A percept refers to the agent’s perceptual inputs at any given moment. The percept sequence represents the complete sequence of percepts the agent has sensed or perceived during his lifetime. The agent function represents the agent behavior through a mapping from any percept sequence to an action. This function is merely an abstract description; the agent program is the actual implementation of this abstraction. Figure 1 shows the partial agent function for a basketball player. The column labeled Percept Sequence contains the player’s states and the column labeled Action contains the action to be executed after the corresponding percept sequence.

Figure 1 Partial Agent Function for a Basketball Player

Percept Sequence Action
(close to basket, unguarded) Shoot
(close to opponent, opponent shoots) Block
(opponent loses ball) Steal
(guarded, teammate unguarded) Pass
(teammate close to basket, teammate unguarded, teammate good slammer, eye connection) Alley-oop Pass

You could partition the world of agents, according to their architecture, in the following categories:

  • A reactive agent is capable of maintaining an ongoing inter­action with the environment and responding in a timely fashion to changes that occur in it. The term is now widely used to mean a system that includes no symbolic representation or reasoning; such an agent doesn’t reflect on the long-term effects of its action, and doesn’t consider the coordination of activity with other agents. Thus, a reactive agent will always respond in a timely fashion to external stimulus and is event-driven. This can be implemented by simple if-then rules. The agent’s goals are only implicitly represented by the rules and it’s hard to ensure the desired behavior. Each and every situation must be considered in advance; hence, reactive systems in complex environments usually contain hundreds of rules. Reactive agents have no internal model of the world, therefore are incapable of reasoning about it in any abstract way. To reiterate, the agent simply receives inputs and reacts to these through simple rules.
  • A pro-active agent is capable of taking the initiative; not driven solely by events, but capable of generating goals and acting rationally to achieve them. Some see it as a goal-driven reactive agent.
  • A deliberative agent symbolically represents knowledge and makes use of mental notions such as beliefs, intentions, desires, choices and so on. It tries to model human reasoning, distributed activities and behavior through logical representations. It’s usually implemented by means of believe, desire, intention (BDI) architecture. It can reason about the past and plan into the future; planning is essential in this type of architecture.
  • A hybrid agent is one that mixes some of all the different architectures.

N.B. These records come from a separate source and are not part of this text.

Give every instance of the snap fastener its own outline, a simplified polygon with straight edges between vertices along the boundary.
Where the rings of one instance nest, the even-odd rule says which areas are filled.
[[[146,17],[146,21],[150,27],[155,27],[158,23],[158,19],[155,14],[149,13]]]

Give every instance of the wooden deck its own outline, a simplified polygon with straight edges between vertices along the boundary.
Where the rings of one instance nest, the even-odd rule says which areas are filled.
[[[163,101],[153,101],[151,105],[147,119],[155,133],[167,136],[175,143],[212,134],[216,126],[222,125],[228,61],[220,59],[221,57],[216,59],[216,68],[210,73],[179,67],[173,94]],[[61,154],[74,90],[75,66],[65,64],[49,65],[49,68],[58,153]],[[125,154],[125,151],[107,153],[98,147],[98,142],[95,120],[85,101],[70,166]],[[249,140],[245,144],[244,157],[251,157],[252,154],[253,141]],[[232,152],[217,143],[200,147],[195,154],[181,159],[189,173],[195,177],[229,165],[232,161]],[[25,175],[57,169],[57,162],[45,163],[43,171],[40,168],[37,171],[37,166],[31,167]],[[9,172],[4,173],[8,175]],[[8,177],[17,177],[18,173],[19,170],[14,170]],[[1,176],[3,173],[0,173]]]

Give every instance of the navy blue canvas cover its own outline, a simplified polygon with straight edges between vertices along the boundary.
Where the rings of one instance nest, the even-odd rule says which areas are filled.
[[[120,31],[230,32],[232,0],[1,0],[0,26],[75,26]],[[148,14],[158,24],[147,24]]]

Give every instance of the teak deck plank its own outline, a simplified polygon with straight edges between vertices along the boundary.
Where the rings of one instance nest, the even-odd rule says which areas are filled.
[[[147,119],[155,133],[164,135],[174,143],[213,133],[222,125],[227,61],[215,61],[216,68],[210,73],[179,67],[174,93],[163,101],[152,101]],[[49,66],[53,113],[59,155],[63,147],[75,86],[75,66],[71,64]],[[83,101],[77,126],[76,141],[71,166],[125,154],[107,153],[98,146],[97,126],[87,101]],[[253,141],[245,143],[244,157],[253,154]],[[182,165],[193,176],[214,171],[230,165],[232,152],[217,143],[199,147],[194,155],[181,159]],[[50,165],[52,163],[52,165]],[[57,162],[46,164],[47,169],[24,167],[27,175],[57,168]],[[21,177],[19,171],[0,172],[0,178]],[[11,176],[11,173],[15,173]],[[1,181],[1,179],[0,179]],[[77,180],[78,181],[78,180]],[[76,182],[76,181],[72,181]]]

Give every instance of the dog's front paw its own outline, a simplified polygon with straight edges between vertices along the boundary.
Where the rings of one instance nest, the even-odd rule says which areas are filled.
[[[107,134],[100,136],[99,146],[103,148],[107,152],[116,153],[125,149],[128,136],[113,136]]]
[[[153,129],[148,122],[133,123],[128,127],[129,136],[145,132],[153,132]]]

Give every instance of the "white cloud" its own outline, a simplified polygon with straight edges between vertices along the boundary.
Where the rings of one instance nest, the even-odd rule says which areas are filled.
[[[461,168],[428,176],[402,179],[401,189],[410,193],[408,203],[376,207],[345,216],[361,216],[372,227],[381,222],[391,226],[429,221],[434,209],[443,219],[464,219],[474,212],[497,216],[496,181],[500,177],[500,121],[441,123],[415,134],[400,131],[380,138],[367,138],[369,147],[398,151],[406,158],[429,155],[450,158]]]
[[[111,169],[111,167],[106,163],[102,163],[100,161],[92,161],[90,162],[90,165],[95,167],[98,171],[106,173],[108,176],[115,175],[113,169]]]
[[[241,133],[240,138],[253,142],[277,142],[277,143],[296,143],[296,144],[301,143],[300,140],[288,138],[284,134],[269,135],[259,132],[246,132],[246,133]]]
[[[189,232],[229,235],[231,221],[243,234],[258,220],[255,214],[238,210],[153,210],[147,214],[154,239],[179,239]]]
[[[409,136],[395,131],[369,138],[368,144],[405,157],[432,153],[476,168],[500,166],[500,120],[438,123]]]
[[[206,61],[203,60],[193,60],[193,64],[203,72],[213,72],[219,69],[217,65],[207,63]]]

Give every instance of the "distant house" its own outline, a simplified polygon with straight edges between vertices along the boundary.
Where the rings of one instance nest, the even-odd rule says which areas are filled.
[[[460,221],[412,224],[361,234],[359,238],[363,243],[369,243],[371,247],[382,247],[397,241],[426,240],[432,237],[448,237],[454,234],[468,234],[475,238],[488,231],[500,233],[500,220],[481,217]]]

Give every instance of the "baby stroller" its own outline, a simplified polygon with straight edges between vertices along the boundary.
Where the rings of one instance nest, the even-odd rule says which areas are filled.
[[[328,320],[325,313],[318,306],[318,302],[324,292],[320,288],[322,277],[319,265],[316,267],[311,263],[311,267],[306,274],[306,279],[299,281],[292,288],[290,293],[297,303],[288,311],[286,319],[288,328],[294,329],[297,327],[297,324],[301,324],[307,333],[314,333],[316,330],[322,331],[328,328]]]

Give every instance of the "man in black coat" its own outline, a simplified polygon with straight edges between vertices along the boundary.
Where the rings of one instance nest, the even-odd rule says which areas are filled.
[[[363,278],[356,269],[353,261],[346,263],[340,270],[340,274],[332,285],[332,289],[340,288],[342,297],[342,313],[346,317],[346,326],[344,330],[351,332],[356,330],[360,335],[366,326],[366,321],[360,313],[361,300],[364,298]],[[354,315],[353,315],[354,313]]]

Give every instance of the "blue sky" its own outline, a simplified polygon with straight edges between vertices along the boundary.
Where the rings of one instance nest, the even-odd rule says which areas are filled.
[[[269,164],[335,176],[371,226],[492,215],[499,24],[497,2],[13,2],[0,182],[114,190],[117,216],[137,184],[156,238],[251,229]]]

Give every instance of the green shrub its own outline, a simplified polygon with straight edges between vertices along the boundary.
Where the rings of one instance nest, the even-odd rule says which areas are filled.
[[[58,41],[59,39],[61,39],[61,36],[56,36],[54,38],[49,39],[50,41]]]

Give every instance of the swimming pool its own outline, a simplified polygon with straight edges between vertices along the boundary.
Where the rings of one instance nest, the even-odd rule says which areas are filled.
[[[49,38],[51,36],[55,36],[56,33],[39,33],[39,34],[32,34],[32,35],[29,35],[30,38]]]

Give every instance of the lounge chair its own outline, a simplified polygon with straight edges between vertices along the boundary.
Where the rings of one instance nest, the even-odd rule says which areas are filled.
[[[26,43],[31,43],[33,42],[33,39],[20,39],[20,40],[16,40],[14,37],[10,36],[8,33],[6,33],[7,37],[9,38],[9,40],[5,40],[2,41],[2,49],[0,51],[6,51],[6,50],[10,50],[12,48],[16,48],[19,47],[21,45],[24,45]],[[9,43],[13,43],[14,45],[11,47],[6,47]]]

Another alternative to partition the world of agents is by dividing it into learning and non-learning agents. A learning agent is one that requires some training to perform well, adapts its current behavior based on previous experiences and evolves over time. A non-learning agent is one that doesn’t evolve or relates to past experiences and is hardcoded and independent of its programming.

Because the basketball game environment is discreet, finite and defined by a finite set of rules, I’ll propose a non-learning agent in this article.

Multi-Agent System

When an agent coexists in an environment with other agents—perhaps collaborating or competing with them—it’s considered a multi-agent system (MAS). In MAS environments, each agent has its own perspective of the world and no knowledge of the internal states or the manner in which other agents see the environment. Thus, MAS represents a type of distributed system with the following features:

  • Agents have incomplete information about the system or insufficient capabilities for solving a task autonomously.
  • The system exhibits no global control.
  • Data is decentralized.

A coalition is any subset of agents in the environment. For the basketball game there are two coalitions—team A and team B—whose intersection is empty and who both have the same cardinality, which is greater than zero.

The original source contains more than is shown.